Biocatalysis uses enzymes, cells or microbes to catalyse chemical reactions, and is used in settings such as the food and chemical industries to make products that are not accessible by chemical synthesis. It can produce pharmaceuticals, fine chemicals, or food ingredients on an industrial scale.
However a major challenge in biocatalysis is that the most commonly used microbes, such as probiotics and non-pathogenic strains of Escherichia coli, are not necessarily good at forming biofilms, the growth promoting ecosystems that form a protective micro-environment around communities of microbes and increase their resilience and so boost productivity.
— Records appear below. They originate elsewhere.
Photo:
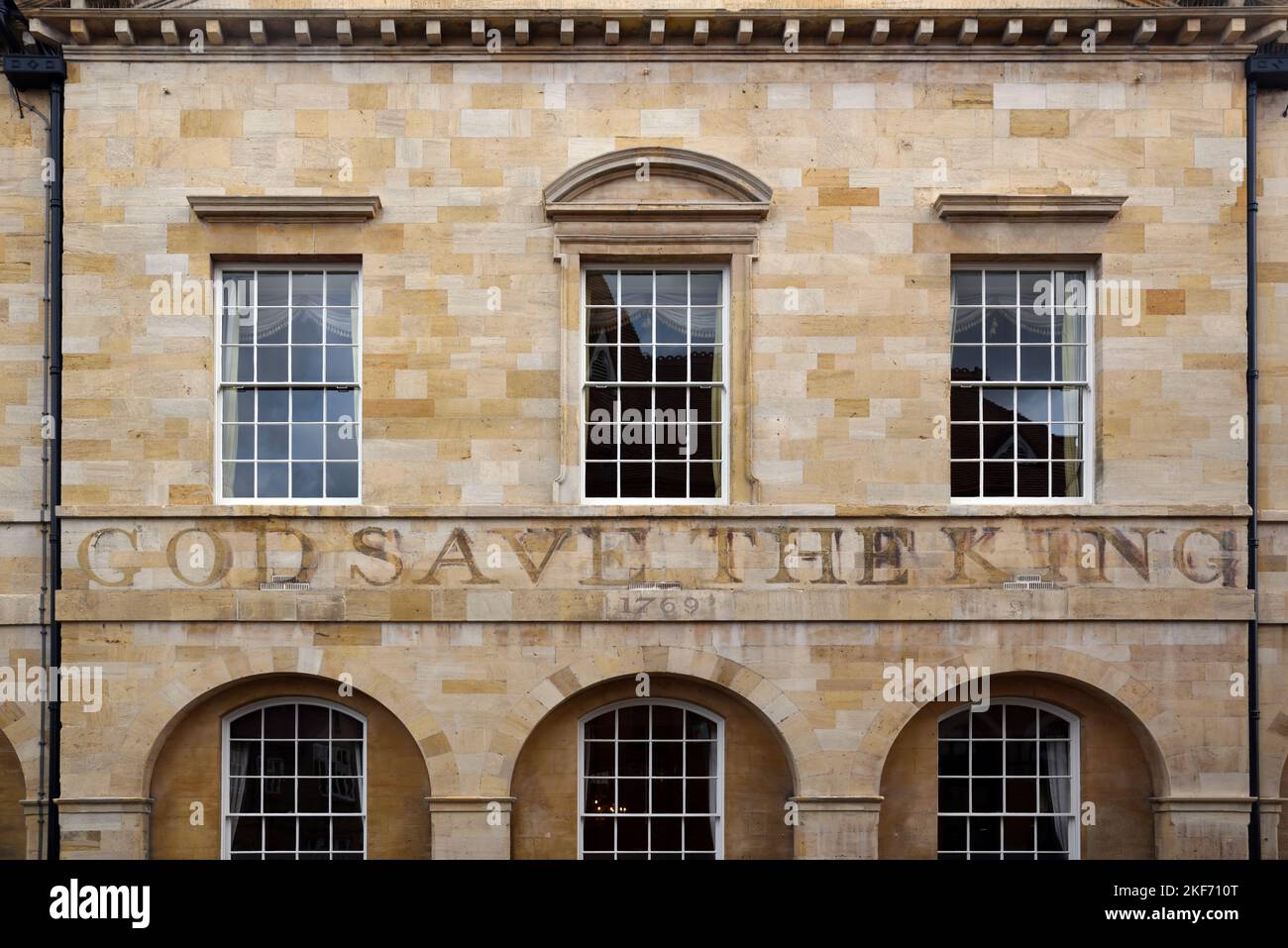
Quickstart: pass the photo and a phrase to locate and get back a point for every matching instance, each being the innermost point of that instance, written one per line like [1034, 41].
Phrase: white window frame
[664, 702]
[220, 385]
[1089, 388]
[226, 760]
[724, 385]
[1074, 772]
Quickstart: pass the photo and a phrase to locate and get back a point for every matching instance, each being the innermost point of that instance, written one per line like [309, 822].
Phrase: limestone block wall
[472, 693]
[845, 386]
[22, 218]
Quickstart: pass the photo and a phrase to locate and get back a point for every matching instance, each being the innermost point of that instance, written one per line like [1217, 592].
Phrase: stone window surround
[673, 228]
[652, 702]
[226, 759]
[1074, 723]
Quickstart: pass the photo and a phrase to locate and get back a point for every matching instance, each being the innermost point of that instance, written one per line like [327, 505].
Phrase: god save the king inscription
[690, 554]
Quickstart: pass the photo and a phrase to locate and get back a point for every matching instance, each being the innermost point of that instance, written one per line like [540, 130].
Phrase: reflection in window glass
[288, 425]
[651, 784]
[1019, 384]
[1008, 786]
[656, 386]
[295, 784]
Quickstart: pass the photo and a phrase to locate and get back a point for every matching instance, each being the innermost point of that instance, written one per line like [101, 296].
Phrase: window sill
[730, 511]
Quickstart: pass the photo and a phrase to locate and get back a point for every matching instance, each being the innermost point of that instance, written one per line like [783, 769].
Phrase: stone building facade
[445, 616]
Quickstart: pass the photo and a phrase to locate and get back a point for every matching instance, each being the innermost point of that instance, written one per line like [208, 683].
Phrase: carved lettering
[881, 549]
[308, 552]
[725, 559]
[1224, 567]
[364, 541]
[91, 541]
[613, 557]
[456, 541]
[218, 570]
[1136, 557]
[964, 548]
[518, 541]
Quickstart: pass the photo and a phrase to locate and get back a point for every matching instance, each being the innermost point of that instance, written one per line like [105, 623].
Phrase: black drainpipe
[1253, 700]
[55, 455]
[1266, 68]
[30, 63]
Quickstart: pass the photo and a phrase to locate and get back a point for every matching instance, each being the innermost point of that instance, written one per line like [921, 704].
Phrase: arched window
[1009, 782]
[652, 782]
[294, 777]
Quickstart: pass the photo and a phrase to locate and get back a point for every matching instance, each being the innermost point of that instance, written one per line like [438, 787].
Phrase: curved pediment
[657, 183]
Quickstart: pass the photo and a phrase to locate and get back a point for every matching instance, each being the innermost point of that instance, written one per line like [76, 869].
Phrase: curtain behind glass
[1055, 760]
[239, 758]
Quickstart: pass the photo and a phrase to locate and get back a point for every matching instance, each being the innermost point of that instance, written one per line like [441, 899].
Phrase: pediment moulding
[657, 183]
[880, 34]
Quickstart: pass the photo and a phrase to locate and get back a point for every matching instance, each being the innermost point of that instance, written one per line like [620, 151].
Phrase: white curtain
[237, 762]
[1055, 760]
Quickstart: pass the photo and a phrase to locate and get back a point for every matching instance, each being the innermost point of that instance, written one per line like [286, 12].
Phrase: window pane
[967, 288]
[967, 325]
[239, 364]
[1000, 327]
[273, 480]
[706, 287]
[342, 479]
[1000, 364]
[307, 364]
[273, 363]
[636, 288]
[340, 364]
[342, 442]
[274, 404]
[273, 326]
[704, 326]
[600, 287]
[273, 288]
[305, 326]
[305, 404]
[307, 479]
[307, 288]
[1000, 287]
[339, 406]
[967, 364]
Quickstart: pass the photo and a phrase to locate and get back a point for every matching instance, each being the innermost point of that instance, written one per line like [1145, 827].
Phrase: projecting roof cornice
[818, 34]
[296, 209]
[1031, 207]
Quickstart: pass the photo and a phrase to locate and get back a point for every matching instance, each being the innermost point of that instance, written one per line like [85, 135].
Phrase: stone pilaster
[35, 814]
[1271, 814]
[471, 827]
[836, 827]
[1202, 827]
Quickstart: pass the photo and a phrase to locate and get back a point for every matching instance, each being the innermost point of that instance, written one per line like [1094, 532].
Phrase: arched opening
[708, 771]
[13, 790]
[231, 751]
[953, 782]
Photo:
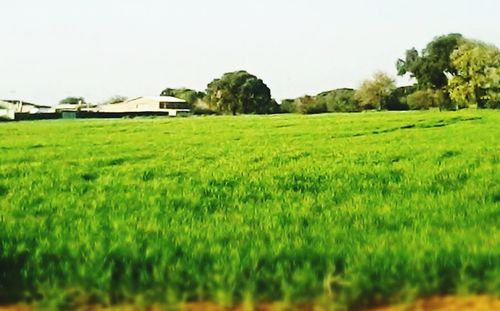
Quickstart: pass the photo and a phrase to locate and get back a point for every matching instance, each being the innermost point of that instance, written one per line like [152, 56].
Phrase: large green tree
[478, 75]
[433, 65]
[240, 92]
[374, 93]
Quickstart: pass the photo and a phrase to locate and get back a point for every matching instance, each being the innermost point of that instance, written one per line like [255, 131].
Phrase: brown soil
[450, 303]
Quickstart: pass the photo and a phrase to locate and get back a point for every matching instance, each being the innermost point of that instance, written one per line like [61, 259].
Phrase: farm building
[20, 106]
[7, 111]
[171, 105]
[9, 108]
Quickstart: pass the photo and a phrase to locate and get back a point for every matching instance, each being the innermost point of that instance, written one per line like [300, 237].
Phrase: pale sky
[52, 49]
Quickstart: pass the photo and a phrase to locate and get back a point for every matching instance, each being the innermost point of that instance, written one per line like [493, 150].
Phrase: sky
[53, 49]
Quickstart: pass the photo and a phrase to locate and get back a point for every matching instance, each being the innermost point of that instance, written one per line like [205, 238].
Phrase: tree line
[450, 73]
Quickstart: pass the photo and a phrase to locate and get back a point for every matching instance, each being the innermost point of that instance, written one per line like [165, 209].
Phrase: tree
[288, 106]
[240, 92]
[433, 66]
[339, 100]
[310, 105]
[478, 75]
[375, 92]
[425, 99]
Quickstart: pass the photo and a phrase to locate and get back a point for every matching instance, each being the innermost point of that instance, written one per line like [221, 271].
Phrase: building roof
[15, 101]
[168, 99]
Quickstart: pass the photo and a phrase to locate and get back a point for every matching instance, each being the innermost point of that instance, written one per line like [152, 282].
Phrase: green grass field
[336, 210]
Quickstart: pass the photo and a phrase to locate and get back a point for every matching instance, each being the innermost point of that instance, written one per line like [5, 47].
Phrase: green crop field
[342, 211]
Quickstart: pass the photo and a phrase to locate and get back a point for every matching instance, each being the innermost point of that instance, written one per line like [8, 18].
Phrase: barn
[171, 105]
[7, 110]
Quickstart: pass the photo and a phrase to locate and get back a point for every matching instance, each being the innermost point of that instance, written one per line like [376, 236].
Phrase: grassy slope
[356, 209]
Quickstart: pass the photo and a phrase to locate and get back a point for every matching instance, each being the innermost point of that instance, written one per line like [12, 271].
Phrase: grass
[338, 210]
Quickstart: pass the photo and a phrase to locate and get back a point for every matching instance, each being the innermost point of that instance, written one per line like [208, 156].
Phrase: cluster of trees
[451, 72]
[234, 93]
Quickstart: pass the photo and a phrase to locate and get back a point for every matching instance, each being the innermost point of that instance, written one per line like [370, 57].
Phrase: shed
[168, 104]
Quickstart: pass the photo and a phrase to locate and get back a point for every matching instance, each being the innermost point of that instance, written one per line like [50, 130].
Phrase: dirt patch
[450, 303]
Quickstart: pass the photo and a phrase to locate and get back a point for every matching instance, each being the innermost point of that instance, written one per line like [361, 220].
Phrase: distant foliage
[240, 92]
[288, 106]
[310, 105]
[478, 75]
[433, 65]
[339, 100]
[398, 100]
[375, 93]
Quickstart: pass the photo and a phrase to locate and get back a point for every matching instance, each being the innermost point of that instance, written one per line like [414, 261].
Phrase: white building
[168, 104]
[9, 107]
[7, 110]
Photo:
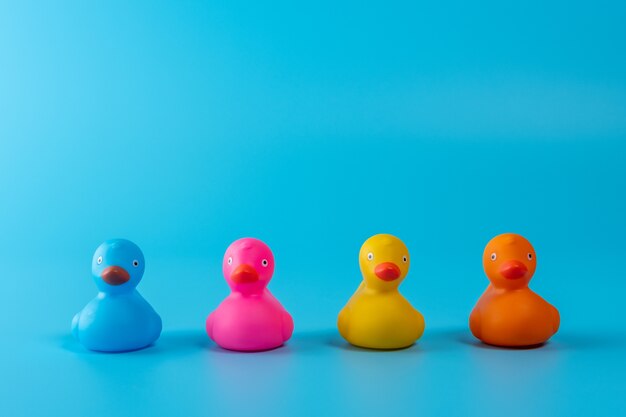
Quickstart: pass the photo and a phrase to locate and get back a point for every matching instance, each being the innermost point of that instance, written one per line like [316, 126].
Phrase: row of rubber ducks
[377, 316]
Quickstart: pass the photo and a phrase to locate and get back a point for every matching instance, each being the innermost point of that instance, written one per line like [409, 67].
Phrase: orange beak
[244, 273]
[513, 269]
[115, 275]
[387, 271]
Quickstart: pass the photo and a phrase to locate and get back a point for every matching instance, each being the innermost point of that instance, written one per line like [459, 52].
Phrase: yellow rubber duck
[378, 316]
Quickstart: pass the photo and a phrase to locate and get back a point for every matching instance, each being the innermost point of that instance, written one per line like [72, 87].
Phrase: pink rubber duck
[250, 318]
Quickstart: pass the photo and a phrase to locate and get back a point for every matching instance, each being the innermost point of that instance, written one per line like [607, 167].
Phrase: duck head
[509, 261]
[117, 266]
[384, 262]
[248, 265]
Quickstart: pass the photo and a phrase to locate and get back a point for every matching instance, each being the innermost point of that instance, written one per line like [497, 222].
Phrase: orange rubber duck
[509, 313]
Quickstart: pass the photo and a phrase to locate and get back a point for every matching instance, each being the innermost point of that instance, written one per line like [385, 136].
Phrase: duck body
[377, 316]
[250, 322]
[118, 319]
[378, 320]
[513, 318]
[509, 314]
[117, 323]
[250, 318]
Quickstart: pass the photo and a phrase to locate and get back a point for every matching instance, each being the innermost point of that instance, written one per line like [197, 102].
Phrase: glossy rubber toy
[378, 316]
[118, 319]
[250, 318]
[509, 313]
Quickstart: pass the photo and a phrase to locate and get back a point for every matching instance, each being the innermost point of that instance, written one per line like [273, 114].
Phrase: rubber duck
[510, 314]
[119, 319]
[378, 316]
[250, 318]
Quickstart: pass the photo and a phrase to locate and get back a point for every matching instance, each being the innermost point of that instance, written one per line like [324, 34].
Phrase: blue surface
[184, 125]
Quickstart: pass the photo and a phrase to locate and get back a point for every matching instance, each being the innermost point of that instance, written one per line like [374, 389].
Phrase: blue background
[312, 125]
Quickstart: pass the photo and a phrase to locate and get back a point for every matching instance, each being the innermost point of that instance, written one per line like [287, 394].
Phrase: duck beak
[115, 275]
[244, 273]
[387, 271]
[513, 270]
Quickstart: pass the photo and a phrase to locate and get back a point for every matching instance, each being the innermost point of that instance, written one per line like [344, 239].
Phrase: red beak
[387, 271]
[513, 269]
[115, 275]
[244, 273]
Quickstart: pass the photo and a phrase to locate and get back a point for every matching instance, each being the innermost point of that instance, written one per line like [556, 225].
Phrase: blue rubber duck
[119, 319]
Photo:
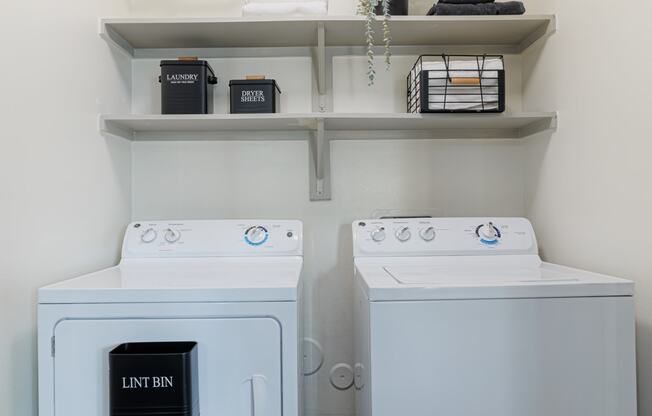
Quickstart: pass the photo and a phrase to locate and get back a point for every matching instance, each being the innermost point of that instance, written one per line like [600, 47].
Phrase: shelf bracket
[320, 164]
[115, 40]
[539, 36]
[321, 58]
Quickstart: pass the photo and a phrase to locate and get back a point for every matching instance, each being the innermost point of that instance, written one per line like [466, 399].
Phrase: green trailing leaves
[367, 8]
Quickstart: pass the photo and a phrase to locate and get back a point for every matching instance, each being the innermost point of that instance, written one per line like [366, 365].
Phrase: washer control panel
[212, 238]
[443, 236]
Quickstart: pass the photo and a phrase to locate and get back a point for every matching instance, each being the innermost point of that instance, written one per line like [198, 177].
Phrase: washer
[459, 316]
[232, 286]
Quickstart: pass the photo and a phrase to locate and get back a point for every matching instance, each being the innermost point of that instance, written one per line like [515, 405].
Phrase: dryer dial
[256, 235]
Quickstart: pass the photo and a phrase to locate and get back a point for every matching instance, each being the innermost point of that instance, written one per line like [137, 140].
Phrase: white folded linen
[286, 8]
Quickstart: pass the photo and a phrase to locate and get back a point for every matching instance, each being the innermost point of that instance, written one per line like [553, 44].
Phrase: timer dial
[172, 236]
[403, 234]
[378, 234]
[488, 233]
[148, 236]
[428, 234]
[256, 235]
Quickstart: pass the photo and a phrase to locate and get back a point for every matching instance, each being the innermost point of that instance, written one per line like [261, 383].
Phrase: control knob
[403, 234]
[256, 235]
[428, 234]
[172, 236]
[488, 233]
[378, 234]
[148, 236]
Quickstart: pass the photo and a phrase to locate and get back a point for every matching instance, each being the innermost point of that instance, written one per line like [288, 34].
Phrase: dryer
[231, 286]
[459, 316]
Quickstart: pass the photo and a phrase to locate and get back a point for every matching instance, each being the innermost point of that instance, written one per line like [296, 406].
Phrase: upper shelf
[340, 126]
[506, 34]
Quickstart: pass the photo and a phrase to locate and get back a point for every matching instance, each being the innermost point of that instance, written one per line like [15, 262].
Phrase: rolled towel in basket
[506, 8]
[286, 8]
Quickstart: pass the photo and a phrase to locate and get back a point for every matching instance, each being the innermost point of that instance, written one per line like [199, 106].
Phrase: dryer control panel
[213, 238]
[443, 237]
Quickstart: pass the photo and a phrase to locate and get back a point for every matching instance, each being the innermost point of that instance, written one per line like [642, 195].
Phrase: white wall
[590, 184]
[270, 180]
[64, 189]
[68, 192]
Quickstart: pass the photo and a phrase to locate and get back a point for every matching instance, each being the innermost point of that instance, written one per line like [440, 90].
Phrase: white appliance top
[195, 261]
[465, 258]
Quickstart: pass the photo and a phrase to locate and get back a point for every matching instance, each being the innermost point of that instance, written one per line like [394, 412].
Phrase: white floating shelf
[337, 126]
[507, 34]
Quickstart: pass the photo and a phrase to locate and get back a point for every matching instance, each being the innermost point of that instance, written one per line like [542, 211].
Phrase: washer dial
[148, 236]
[488, 233]
[378, 234]
[428, 234]
[403, 234]
[256, 235]
[172, 235]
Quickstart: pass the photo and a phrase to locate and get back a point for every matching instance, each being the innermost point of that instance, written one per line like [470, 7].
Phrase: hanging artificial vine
[367, 8]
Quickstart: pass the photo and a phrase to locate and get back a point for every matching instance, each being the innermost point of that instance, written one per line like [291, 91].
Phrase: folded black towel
[466, 1]
[447, 9]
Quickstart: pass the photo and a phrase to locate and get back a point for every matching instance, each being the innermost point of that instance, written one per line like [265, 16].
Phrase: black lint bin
[154, 379]
[254, 96]
[186, 87]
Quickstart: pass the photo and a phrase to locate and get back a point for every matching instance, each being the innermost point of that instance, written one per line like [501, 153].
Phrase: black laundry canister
[186, 86]
[154, 379]
[254, 96]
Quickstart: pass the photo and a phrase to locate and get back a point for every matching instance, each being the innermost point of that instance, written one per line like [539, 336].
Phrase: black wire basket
[457, 84]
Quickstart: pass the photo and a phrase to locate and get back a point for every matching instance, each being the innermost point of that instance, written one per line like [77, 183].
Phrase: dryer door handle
[258, 390]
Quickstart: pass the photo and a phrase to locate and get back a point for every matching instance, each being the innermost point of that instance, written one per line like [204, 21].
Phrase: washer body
[472, 322]
[202, 281]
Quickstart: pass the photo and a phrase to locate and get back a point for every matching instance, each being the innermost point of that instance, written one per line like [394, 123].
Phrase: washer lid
[480, 277]
[255, 279]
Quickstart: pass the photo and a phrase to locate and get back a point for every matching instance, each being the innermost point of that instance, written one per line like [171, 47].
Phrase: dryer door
[239, 362]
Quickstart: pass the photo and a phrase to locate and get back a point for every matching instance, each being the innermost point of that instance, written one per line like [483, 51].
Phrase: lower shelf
[337, 126]
[320, 128]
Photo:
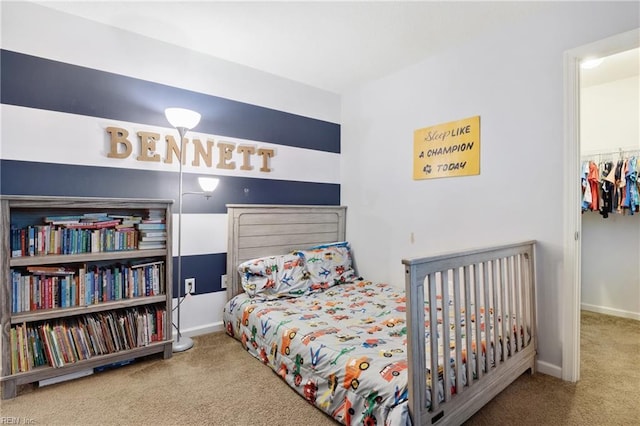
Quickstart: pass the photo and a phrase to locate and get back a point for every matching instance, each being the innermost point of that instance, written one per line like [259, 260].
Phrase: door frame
[570, 317]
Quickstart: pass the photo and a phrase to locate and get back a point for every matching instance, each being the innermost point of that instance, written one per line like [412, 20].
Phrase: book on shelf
[51, 270]
[147, 245]
[149, 239]
[151, 226]
[153, 233]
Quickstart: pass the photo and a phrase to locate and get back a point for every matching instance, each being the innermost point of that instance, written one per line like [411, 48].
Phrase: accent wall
[83, 115]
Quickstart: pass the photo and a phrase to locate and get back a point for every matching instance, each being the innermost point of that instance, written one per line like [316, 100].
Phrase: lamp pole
[181, 344]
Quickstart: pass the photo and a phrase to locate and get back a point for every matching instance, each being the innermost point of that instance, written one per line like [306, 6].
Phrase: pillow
[328, 265]
[275, 276]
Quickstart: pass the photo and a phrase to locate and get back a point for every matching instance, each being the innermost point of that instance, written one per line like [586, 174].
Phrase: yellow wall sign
[446, 150]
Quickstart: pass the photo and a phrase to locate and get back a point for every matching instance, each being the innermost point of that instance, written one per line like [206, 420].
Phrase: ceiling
[327, 45]
[614, 67]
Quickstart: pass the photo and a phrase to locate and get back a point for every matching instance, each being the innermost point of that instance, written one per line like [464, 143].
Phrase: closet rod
[621, 152]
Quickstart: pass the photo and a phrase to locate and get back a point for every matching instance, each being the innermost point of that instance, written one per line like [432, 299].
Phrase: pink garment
[594, 178]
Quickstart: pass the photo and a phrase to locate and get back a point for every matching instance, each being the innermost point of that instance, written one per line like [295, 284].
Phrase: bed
[362, 351]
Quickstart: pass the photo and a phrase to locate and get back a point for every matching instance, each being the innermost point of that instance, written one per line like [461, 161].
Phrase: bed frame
[499, 278]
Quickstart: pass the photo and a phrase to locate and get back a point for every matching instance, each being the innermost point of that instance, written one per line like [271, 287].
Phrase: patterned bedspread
[343, 349]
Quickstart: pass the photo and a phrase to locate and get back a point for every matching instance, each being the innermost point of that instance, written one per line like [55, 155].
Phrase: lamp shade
[182, 118]
[208, 184]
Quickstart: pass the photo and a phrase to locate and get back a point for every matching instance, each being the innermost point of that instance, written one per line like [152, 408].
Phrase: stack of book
[67, 341]
[48, 287]
[152, 231]
[74, 234]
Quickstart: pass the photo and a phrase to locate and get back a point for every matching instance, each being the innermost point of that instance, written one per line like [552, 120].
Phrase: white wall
[609, 121]
[33, 135]
[513, 79]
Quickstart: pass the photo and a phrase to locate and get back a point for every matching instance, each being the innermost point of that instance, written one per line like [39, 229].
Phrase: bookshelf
[78, 290]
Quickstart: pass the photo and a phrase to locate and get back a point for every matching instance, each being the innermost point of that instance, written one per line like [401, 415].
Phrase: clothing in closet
[609, 187]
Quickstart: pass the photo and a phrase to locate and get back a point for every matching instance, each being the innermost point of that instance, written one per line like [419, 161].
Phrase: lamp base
[184, 344]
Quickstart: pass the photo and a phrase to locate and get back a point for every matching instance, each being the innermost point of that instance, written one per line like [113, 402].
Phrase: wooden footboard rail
[498, 282]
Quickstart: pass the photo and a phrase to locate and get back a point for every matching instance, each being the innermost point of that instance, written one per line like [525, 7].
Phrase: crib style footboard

This problem is normally solved by genetic engineering, but researchers Dr Tim Overton from the university's School of Chemical Engineering, and Dr Francisco Fernández Trillo from the School of Chemistry*, both of whom are members of the Institute of Microbiology and Infection, set out to create an alternative method to bypass this costly and time-consuming process.
The researchers identified a library of synthetic polymers and screened them for their ability to induce biofilm formation in E. coli, a bacterium that is one of the most widely studied micro-organisms, and commonly used in biocatalysis.
This screening used a strain of E. coli (MC4100) that is widely used in fundamental science to study genes and proteins and is known to be poor at forming biofilms, and compared it to another E. coli strain PHL644, an isogenic strain obtained through evolution that is a good biofilm former.
This screening revealed the chemistries that are best suited to stimulating biofilm formation. Hydrophobic polymers outperformed mildly cationic polymers, with aromatic and heteroaromatic derivatives performing much better than the equivalent aliphatic polymers.
The researchers then monitored the biomass and biocatalytic activity of both strains incubated the presence of these polymers, and found that MC4100 matched and even outperformed PHL644.
Further studies examined how the polymers stimulate these profound increases in activity. Here the research indicated that the polymers precipitate in solution, and act as coagulants, stimulating a natural process called flocculation that triggers bacteria to form biofilms.
Dr Fernandez-Trillo said: "We explored a broad chemical space and identified the best performing chemistries and polymers that increase the biocatalytic activity of E. coli, a workhorse in biotechnology. This has resulted in a small library of synthetic polymers that increase biofilm formation when used as simple additives to microbial culture. To the best of our knowledge, currently there are no methods that provide this simplicity and versatility when promoting biofilms for beneficial bacteria."
"These synthetic polymers may bypass the need to introduce the traits for biofilm formation through gene editing, which is costly, time-consuming, non-reversible and requires a skilled person in microbiology to implement it. We believe this approach has an impact beyond biofilms for biocatalysis. A similar strategy could be employed to identify candidate polymers for other microorganisms such as probiotics or yeasts, and develop new applications in food science, agriculture, bioremediation or health."
University of Birmingham Enterprise has filed a patent application for the method and polymer additives, and is now seeking commercial partners for licensing.
*Dr Fernandez-Trillo is now at the Universidade da Coruña, Spain.